Analyzing scRNA-seq data by CCP-assisted UMAP and t-SNE
This work addresses the problem of enhancing dimensionality reduction for scRNA-seq data analysis, which is incremental as it applies an existing preprocessing method to improve standard visualization techniques.
The authors tackled the challenge of analyzing sparse and high-dimensional single-cell RNA sequencing data by using Correlated Clustering and Projection (CCP) as an initialization tool for UMAP and t-SNE, resulting in significant improvements in visualization and accuracy across eight datasets.
Single-cell RNA sequencing (scRNA-seq) is widely used to reveal heterogeneity in cells, which has given us insights into cell-cell communication, cell differentiation, and differential gene expression. However, analyzing scRNA-seq data is a challenge due to sparsity and the large number of genes involved. Therefore, dimensionality reduction and feature selection are important for removing spurious signals and enhancing downstream analysis. Correlated clustering and projection (CCP) was recently introduced as an effective method for preprocessing scRNA-seq data.

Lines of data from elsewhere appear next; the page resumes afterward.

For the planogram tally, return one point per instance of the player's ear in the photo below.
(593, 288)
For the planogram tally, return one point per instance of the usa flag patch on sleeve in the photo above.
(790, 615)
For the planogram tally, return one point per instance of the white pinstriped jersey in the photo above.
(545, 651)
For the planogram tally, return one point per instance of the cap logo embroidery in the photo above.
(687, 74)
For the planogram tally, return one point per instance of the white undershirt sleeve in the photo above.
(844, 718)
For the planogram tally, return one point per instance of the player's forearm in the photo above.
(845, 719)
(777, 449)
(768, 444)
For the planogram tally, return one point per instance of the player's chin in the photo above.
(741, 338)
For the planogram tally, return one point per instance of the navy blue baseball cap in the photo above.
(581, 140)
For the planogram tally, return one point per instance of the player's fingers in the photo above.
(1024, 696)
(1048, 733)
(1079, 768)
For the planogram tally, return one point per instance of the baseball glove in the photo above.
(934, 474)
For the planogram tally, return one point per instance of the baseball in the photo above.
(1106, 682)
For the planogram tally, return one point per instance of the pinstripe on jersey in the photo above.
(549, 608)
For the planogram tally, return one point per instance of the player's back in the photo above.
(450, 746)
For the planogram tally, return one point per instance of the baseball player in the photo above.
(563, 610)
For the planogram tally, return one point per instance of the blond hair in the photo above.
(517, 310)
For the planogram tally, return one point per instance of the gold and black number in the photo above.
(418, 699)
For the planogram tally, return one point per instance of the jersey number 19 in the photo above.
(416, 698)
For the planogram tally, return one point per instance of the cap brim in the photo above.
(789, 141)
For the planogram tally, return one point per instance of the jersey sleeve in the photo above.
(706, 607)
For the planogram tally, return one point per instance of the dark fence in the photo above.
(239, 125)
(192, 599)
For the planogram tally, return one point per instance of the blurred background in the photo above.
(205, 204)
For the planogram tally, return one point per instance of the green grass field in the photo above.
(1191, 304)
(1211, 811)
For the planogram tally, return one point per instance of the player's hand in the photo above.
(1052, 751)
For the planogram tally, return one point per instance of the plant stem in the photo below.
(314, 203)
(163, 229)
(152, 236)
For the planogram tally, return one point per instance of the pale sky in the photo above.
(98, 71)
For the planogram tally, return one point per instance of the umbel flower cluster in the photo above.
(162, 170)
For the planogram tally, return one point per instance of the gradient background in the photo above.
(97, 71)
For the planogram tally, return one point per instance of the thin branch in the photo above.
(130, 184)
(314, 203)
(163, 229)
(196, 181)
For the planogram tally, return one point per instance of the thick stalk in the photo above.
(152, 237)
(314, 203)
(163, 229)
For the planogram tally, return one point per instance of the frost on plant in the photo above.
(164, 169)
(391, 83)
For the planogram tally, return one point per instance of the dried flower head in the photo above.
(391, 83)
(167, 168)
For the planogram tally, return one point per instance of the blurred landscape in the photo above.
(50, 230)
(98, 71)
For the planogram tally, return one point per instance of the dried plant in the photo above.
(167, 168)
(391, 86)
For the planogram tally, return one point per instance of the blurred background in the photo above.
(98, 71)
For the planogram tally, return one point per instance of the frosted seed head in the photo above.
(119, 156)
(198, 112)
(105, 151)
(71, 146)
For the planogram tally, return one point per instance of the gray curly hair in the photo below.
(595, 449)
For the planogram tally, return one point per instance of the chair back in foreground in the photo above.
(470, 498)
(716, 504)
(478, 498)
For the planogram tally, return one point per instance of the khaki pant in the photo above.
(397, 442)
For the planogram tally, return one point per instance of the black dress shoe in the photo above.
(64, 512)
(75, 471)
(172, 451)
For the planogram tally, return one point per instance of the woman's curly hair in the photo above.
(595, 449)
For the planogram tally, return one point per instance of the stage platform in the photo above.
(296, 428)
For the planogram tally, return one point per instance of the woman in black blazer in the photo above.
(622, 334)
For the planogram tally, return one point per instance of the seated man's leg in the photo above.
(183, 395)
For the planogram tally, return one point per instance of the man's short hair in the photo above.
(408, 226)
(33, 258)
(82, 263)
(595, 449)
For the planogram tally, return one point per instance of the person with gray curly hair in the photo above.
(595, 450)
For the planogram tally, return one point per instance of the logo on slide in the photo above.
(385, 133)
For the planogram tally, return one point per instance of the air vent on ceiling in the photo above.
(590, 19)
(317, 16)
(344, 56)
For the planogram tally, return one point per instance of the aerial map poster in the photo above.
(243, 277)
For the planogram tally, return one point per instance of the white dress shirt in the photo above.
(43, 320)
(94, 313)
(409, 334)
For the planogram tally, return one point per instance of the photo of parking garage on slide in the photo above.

CCP utilizes gene-gene correlations to partition the genes and, based on the partition, employs cell-cell interactions to obtain super-genes. Because CCP is a data-domain approach that does not require matrix diagonalization, it can be used in many downstream machine learning tasks. In this work, we utilize CCP as an initialization tool for uniform manifold approximation and projection (UMAP) and t-distributed stochastic neighbor embedding (t-SNE). By using eight publicly available datasets, we have found that CCP significantly improves UMAP and t-SNE visualization and dramatically improve their accuracy.